The couple's daughter Nicola, then aged 28, described her father as "quiet and uncomfortable in social situations", never violent but "physically intimidating".
She told the inquest he had been devastated, becoming "anxious and depressed", when his wife announced that she wanted a separation and had the family home valued.
Daughter Karen, then aged 25, told the inquest: "He had not told anyone about it. He found the situation embarrassing and his pride was hurt."
She told the coroner that three days before his death Mr Wimpory had travelled to Sussex and speaking to her over the phone he told her: "I was heading to Beachy Head to see if I had the courage to throw myself off."
She said he called again on the 18 May "in a real state - he was packing and unpacking everything he had.
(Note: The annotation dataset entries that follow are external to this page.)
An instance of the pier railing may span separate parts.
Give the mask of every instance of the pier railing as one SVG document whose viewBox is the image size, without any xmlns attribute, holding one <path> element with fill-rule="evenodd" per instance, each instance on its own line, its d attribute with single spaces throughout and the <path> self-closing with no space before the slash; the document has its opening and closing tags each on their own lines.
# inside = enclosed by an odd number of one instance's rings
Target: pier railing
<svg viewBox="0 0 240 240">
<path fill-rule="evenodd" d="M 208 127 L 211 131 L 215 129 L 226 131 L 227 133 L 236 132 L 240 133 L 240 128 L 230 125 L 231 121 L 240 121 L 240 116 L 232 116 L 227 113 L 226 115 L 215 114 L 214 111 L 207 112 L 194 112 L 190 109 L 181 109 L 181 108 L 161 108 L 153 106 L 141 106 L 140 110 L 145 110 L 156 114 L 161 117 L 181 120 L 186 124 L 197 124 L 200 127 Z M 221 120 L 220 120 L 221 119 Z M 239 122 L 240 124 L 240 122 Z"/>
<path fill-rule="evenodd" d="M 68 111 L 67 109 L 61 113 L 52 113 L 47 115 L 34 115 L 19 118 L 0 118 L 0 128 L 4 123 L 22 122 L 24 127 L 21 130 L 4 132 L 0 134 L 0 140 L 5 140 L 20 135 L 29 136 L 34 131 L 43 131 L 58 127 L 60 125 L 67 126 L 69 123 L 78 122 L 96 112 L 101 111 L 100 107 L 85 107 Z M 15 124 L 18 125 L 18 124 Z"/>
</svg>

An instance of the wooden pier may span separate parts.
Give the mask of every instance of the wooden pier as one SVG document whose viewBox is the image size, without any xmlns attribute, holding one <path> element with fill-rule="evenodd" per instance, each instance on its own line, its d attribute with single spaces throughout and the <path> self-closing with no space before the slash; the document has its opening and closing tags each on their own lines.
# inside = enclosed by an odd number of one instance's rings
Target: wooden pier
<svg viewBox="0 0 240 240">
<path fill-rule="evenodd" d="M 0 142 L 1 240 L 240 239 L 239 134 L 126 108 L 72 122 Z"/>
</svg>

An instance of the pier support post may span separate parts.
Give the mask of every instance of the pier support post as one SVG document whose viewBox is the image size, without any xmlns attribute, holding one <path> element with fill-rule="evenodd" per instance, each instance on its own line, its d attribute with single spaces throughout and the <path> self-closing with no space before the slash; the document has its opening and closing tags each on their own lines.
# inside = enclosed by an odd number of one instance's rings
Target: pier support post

He thought that he was losing it," she said.
Later that evening Mrs Wimpory telephoned her daughter to say they had been to see a doctor.
The call was the last known contact between Mrs Wimpory and another person before she was killed.
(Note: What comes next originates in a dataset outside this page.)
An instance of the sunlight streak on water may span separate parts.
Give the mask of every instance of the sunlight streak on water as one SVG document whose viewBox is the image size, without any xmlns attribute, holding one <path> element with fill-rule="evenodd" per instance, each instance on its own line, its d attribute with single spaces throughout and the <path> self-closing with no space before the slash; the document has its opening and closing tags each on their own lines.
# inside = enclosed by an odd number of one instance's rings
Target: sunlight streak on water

Mr Wimpory's car was found abandoned at Beachy Head and his body was later found near the foot of the cliffs.
Police traced the registration of the car to the couple's home where Mrs Wimpory was discovered lying face down in a large pool of blood.
A post-mortem examination found that she had been stabbed at least five times to the neck area from behind or to one side.
Mr Bedford said: "It's very clear to me from the evidence that Mr Wimpory did not cope well with this change in circumstances. He became depressed and appeared to present a picture of a broken man."
He said Mr Wimpory's attack on his wife would have been "sudden and completely unexpected".
"This is a tragic awful story, but I do believe that there's nothing family members or friends could have done," Mr Bedford added.